Die frühere CDU-Politikerin, die heute die halbstaatliche Gesellschaft für Internationale Zusammenarbeit (GIZ) führt, hatte die Klage mit dem Datenschutz begründet. Sie habe nichts zu verbergen, wolle jedoch ihre Persönlichkeitsrechte schützen. Zudem gehe es um die Rechte Dritter, die mit ihr in Kontakt standen, hatte sie vor dem Ausschuss zum Polizeieinsatz am 30. September 2010 gesagt. Einer der Anlässe für das zweite Sondergremium dazu waren unbekannte Mailkontakte zwischen Gönner und dem früheren Ministerpräsidenten Stefan Mappus (CDU).

Auch Gönners Ex-Amtschef Bauer klagt noch

Das inzwischen grünen-geführte Umweltministerium sieht sich verpflichtet, die Mails dem Ausschuss zur Verfügung zu stellen. Begründung: Die parlamentarischen Kontrollrechte hätten Vorrang vor dem Recht auf institutionelle Selbstbestimmung der Ex-Ministerin. Es wollte Gönner jedoch zunächst Gelegenheit geben, die Sache gerichtlich zu klären. Die Sicherungskopien waren nach der Landtagswahl 2011 wegen des Neuzuschnitts der Ressorts angefertigt worden.

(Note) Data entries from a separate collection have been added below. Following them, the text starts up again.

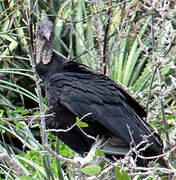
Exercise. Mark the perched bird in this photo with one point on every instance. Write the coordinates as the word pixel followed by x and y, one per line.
pixel 75 90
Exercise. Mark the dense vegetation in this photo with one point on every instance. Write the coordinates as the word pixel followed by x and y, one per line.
pixel 133 42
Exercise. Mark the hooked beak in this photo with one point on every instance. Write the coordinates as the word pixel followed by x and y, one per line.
pixel 47 36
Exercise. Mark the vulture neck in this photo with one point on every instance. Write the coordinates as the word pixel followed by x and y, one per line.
pixel 43 51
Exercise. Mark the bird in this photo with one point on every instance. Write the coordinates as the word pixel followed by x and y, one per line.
pixel 74 90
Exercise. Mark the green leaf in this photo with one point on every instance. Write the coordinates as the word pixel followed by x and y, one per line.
pixel 91 170
pixel 25 178
pixel 121 174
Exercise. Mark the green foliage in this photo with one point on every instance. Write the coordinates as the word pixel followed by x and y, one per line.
pixel 131 55
pixel 91 169
pixel 26 178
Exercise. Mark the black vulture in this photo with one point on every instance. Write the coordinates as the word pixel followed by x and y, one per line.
pixel 75 90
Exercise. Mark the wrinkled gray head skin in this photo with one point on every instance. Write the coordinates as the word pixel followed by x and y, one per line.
pixel 44 41
pixel 45 30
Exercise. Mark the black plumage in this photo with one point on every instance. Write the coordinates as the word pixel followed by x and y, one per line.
pixel 74 90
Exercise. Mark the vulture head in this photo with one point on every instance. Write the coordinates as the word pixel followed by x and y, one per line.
pixel 44 42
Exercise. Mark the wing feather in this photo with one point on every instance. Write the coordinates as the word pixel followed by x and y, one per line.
pixel 108 103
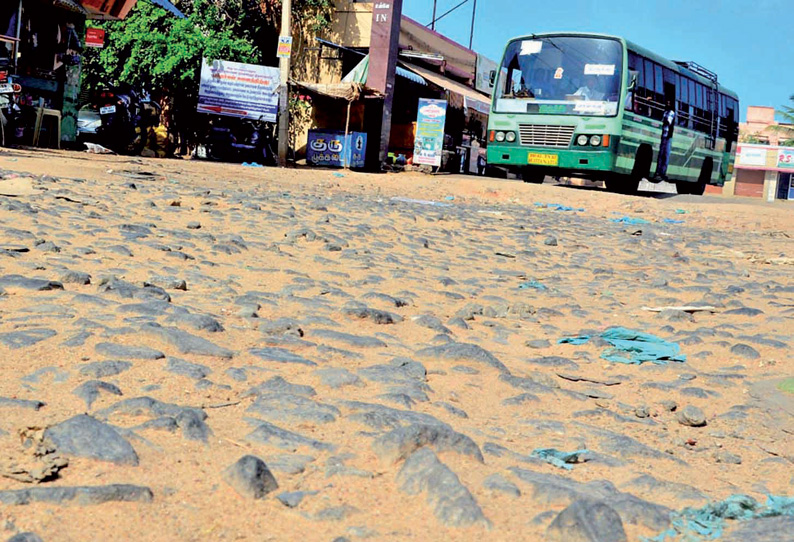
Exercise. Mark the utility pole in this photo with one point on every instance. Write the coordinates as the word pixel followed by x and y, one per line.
pixel 283 102
pixel 383 50
pixel 473 16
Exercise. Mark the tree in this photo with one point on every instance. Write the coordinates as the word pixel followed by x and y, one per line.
pixel 153 49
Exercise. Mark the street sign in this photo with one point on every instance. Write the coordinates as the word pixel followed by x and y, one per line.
pixel 430 122
pixel 284 47
pixel 785 159
pixel 95 37
pixel 233 89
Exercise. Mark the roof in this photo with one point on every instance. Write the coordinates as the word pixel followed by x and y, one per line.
pixel 472 98
pixel 639 50
pixel 346 91
pixel 168 6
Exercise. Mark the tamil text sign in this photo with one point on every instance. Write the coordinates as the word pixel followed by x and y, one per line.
pixel 95 37
pixel 484 68
pixel 328 148
pixel 785 159
pixel 752 156
pixel 430 122
pixel 239 90
pixel 284 47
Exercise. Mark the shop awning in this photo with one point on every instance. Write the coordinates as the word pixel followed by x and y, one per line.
pixel 345 91
pixel 465 97
pixel 361 71
pixel 168 6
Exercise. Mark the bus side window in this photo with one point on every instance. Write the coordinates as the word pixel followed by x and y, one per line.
pixel 683 103
pixel 731 129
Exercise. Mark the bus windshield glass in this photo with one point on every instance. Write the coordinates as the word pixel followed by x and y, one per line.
pixel 561 76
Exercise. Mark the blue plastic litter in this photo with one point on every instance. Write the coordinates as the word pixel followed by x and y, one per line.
pixel 709 522
pixel 558 207
pixel 633 347
pixel 629 220
pixel 563 460
pixel 533 285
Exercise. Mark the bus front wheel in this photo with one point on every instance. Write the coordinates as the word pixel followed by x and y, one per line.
pixel 532 175
pixel 698 188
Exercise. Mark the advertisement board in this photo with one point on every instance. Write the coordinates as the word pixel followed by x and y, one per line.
pixel 329 148
pixel 785 159
pixel 429 142
pixel 284 47
pixel 240 90
pixel 751 156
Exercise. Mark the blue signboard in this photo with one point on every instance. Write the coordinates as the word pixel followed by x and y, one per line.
pixel 239 90
pixel 329 148
pixel 429 142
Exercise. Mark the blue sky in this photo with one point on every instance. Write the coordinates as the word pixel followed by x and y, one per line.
pixel 748 43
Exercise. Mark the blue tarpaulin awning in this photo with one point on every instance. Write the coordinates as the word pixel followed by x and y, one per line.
pixel 168 6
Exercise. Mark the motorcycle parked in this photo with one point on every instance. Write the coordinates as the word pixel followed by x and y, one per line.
pixel 11 126
pixel 126 116
pixel 239 140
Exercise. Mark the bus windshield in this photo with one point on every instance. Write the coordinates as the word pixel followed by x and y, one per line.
pixel 561 76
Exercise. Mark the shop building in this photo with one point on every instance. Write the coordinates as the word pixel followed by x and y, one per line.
pixel 41 45
pixel 430 66
pixel 764 161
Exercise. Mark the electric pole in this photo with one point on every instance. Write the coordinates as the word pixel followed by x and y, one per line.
pixel 283 102
pixel 473 16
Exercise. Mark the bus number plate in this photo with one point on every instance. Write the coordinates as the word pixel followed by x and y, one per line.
pixel 541 159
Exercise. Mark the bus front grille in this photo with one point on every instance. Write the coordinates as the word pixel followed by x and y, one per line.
pixel 540 135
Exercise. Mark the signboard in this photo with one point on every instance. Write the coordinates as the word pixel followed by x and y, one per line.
pixel 484 68
pixel 95 37
pixel 785 159
pixel 328 148
pixel 429 142
pixel 240 90
pixel 284 47
pixel 752 156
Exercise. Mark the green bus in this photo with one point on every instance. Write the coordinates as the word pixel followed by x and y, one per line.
pixel 592 106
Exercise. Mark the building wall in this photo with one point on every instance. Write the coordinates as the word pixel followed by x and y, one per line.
pixel 749 183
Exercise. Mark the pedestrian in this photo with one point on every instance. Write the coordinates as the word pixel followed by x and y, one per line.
pixel 666 146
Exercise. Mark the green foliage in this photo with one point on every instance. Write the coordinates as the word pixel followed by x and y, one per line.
pixel 154 49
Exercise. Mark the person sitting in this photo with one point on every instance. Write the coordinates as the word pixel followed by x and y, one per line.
pixel 589 91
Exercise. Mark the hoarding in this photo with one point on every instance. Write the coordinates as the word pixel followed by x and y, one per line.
pixel 429 142
pixel 284 47
pixel 240 90
pixel 484 68
pixel 785 159
pixel 752 156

Auch Gönners früherer Amtschef Bernhard Bauer klagt gegen die Herausgabe seiner Mails, mit der gleichen Begründung wie seine Ex-Chefin. Beim zuständigen Verwaltungsgericht Stuttgart hieß es zum Stand des Verfahrens, man habe die Entscheidung aus Sigmaringen abwarten wollen. Gönner und Bauer hatten sich auf ein Urteil des Verwaltungsgerichtshofs gestützt, nach dem in einem ähnlich gelagerten Fall Mappus’ Mails gelöscht werden mussten; zuvor waren sie jedoch vom Landesarchiv übernommen worden.

Grüne und SPD appellieren an die CDU-Frau

Der Vorsitzende des Untersuchungsausschusses, Jürgen Filius (Grüne), zeigte sich erfreut über das Urteil; es stärke die parlamentarischen Kontrollrechte. Im Licht der Entscheidung werde das Gremium über das weitere Vorgehen beraten. Von dem Sigmaringer Spruch wollten es die Abgeordneten auch abhängig machen, ob sie doch noch versuchen, über das Landesarchiv an die Mappus-Mails zu kommen; bekomme man die Gönner-Mails, sei dies wohl nicht nötig.

Die Obleute der Regierungsfraktionen, Ulrich Sckerl (Grüne) und Sascha Binder (SPD), appellierten an Gönner, ihre Dienstmails nun zur Verfügung zu stellen. Als ehemaliges Regierungsmitglied könne sie sich nicht hinter ihrer Privatsphäre verschanzen. Das vorgeschlagene Verfahren wahre die Interessen der Ex-Ministerin: zusammen mit einem Richter und dem Datenschutzbeauftragten könne sie alles aussortieren, was nichts mit dem Polizeieinsatz zu tun habe, so die Obleute. Von Gönner war zunächst keine Stellungnahme zu erhalten, ob sie weiter prozessieren will. Das Sigmaringer Gericht hatte ohne mündliche Verhandlung auf der Basis schriftlicher Stellungnahmen entschieden.